Angelo Vermeulen led the first Hi-SEAS simulated mission to Mars — 6 people living on the slope of a volcano in Hawaii, living and working as we’ll someday work in space colonies. His crew’s main job was to examine food systems that would sustain life in such a constrained environment — but the meta-problem was simply how to keep that crew of 6 people happy, engaged and productive. He’s also an artist, and after the Hi-SEAS mission ended he embarked on another: the Seeker project, working with communities around the world to imagine a new starship. “The challenge is to reinvent human survival,” he says, but not in a survivalist, doomsday sense. Instead, the project invites participants to “take a step away from earthbound constraints and re-imagine our future.”

The ball of human energy that is Bel Pesce bounds onstage to share five reasons that you won’t achieve your dreams. Here’s a taste of two: #1: Believe in overnight success. “Overnight success,” she says, “ is always a result of everything you’ve done in your life up to that point.” and #4: Believe the fault is someone else’s. “Be responsible for your own dreams.”
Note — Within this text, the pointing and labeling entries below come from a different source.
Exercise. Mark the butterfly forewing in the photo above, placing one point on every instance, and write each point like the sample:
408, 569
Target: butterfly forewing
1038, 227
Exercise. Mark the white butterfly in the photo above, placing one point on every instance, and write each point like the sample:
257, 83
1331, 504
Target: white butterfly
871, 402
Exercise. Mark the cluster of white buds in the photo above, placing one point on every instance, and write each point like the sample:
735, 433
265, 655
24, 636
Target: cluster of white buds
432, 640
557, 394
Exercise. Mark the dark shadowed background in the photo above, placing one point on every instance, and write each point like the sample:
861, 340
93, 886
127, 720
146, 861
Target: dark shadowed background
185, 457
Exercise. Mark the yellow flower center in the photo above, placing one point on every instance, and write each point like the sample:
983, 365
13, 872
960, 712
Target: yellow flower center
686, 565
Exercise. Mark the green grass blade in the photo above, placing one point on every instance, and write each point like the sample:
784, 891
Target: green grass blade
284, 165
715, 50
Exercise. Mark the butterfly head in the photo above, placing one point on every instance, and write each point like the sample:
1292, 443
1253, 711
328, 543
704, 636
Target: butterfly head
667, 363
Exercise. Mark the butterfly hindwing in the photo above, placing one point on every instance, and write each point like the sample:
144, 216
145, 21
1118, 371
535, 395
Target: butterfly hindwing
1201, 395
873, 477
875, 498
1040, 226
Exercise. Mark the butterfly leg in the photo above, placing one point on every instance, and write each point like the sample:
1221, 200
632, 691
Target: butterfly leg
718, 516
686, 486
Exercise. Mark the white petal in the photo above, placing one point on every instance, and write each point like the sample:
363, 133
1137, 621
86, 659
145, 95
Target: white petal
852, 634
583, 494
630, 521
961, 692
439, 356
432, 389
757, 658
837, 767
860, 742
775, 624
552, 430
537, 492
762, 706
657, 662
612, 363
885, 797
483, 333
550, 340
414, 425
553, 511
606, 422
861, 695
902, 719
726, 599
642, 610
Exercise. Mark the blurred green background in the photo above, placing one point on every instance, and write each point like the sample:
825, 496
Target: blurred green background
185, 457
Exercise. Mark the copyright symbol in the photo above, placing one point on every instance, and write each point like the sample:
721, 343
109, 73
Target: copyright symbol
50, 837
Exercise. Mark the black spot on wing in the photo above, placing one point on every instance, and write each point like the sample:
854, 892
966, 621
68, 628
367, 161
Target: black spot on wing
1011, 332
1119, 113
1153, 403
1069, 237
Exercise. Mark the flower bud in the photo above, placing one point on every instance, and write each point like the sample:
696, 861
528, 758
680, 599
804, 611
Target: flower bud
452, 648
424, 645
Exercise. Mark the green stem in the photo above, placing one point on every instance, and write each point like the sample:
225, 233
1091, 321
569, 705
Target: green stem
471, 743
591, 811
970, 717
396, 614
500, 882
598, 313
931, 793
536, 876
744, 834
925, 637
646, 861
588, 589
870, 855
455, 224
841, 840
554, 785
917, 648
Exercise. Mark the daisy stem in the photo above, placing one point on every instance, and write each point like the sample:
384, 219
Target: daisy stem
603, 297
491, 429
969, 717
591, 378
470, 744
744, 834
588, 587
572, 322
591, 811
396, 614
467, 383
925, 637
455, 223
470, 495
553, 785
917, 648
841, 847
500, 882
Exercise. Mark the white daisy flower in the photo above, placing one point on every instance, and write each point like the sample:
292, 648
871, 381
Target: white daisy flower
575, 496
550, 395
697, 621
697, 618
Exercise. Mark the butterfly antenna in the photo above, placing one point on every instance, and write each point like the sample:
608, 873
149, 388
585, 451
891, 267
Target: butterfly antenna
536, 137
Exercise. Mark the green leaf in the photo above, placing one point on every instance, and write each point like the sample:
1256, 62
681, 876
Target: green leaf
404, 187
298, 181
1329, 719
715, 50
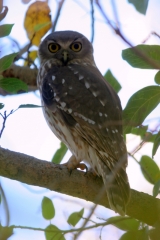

Diana Enriquez studies the informal economy. “And when I tell people I study the informal economy, people assume I’m studying the black market — and sometimes, I totally am.” But mostly it’s everyday work: child care, retail in small shops, food service, factory work. In India, some 72% of the economy is part of the informal economy — unregulated, untaxed labor and entrepreneurship. In Brazil it’s 42.2%; in the US about 8%. What can entrepreneurs of all kinds learn from informal business? Your customers are an active test market — it’s easier for an unregulated business to change product or change focus completely.  And community, reputation, is your make-or-break. If you’re running an unlicensed food cart, it better be the cleanest, cheapest and tastiest on the street.

Closing out the session, Usman Riaz and Susie Ibarra throw down some TED Fellows flavor with an improv percussion performance — on drum kit, on the floor and walls, on hands and knees.